Where it is problematic is in its approach to characters. As the above plot synopsis suggests, there is a corniness here in conception and plotting reminiscent almost of something like Independence Day in its sense of naiveté and old-fashioned story virtues. These characters mouth some truly awful dialogue and face some excrutiatingly melodramatic choices, all of it played totally straight and with no little intensity and almost no humour (although some of it feels almost self-parodic at times). Hunnam's inconsistent performance doesn't really help, either; it feels as if he can't decide to play the macho badass or the hollow shell of a man, and instead winds up at an ill-defined somewhere in-between.

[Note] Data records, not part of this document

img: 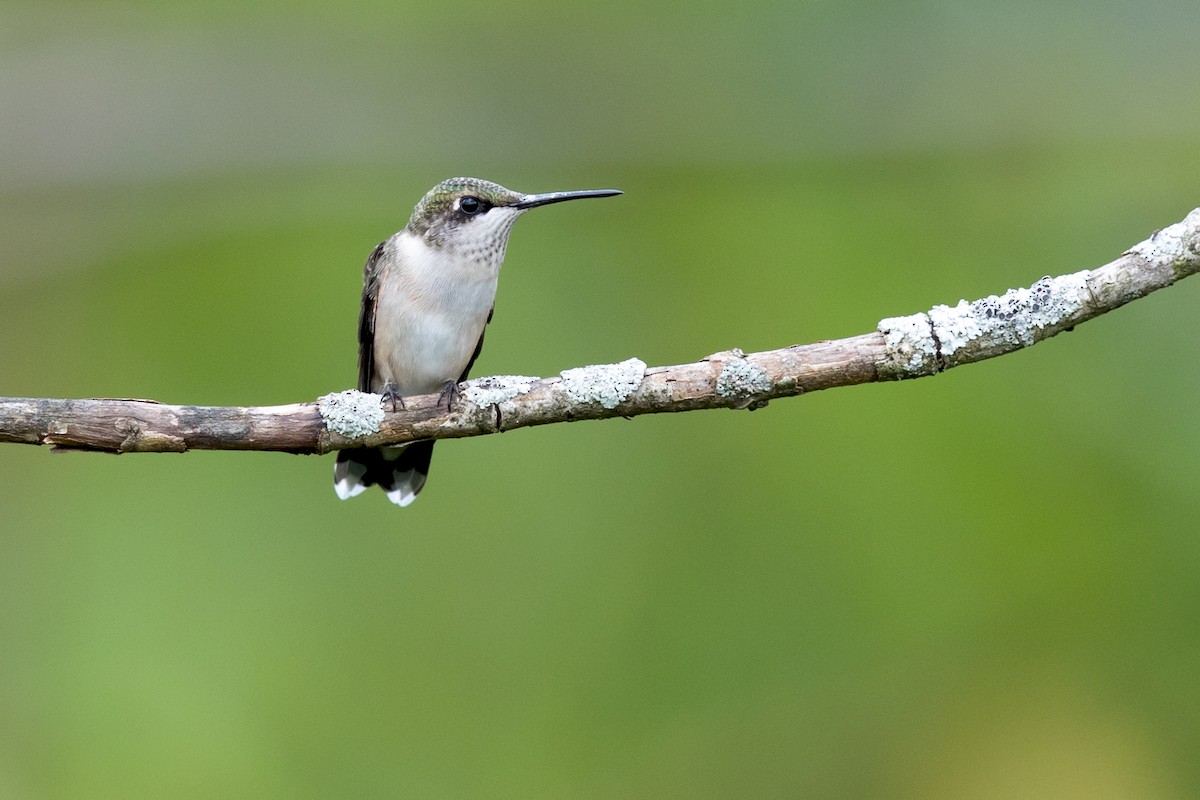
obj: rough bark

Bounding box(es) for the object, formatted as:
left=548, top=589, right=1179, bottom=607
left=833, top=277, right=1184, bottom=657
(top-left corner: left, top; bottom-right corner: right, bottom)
left=0, top=209, right=1200, bottom=453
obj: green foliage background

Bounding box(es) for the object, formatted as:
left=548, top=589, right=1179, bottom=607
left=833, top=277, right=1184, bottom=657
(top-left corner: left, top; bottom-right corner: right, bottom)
left=0, top=0, right=1200, bottom=800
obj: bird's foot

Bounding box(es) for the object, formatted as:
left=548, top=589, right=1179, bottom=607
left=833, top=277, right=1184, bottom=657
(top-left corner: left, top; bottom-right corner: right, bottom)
left=380, top=380, right=408, bottom=411
left=438, top=380, right=462, bottom=411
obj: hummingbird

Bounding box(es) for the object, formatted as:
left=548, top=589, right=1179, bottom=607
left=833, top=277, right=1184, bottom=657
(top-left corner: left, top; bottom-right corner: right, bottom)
left=334, top=178, right=622, bottom=506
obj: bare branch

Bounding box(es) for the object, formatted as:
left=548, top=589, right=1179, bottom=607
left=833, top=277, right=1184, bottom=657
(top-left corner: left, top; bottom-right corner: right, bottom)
left=0, top=209, right=1200, bottom=453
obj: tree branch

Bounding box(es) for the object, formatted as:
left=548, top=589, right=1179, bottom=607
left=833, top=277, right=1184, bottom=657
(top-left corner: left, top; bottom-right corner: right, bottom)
left=0, top=209, right=1200, bottom=453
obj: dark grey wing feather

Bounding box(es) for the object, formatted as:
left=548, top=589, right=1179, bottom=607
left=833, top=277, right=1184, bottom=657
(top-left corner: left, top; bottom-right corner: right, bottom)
left=359, top=241, right=388, bottom=392
left=458, top=306, right=496, bottom=384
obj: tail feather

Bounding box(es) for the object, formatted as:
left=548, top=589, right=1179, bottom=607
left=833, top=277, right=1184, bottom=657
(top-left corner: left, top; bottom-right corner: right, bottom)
left=334, top=441, right=433, bottom=506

But the tone; that evident love and investment into the material, that just about pardons these segments and renders these problems beside the point. The point here is to watch huge monsters fight huge robots, a spectacle done with as much wit and intelligence as it could possibly be. The few shards of pure Del Toro imagination which appear in the last act - particularly the glimpses of the world of the Kaiju, not unlike the Lovecraftian visions of the climax of Hellboy.
As dumb, massive blockbusters go, it doesn't really get much better than this.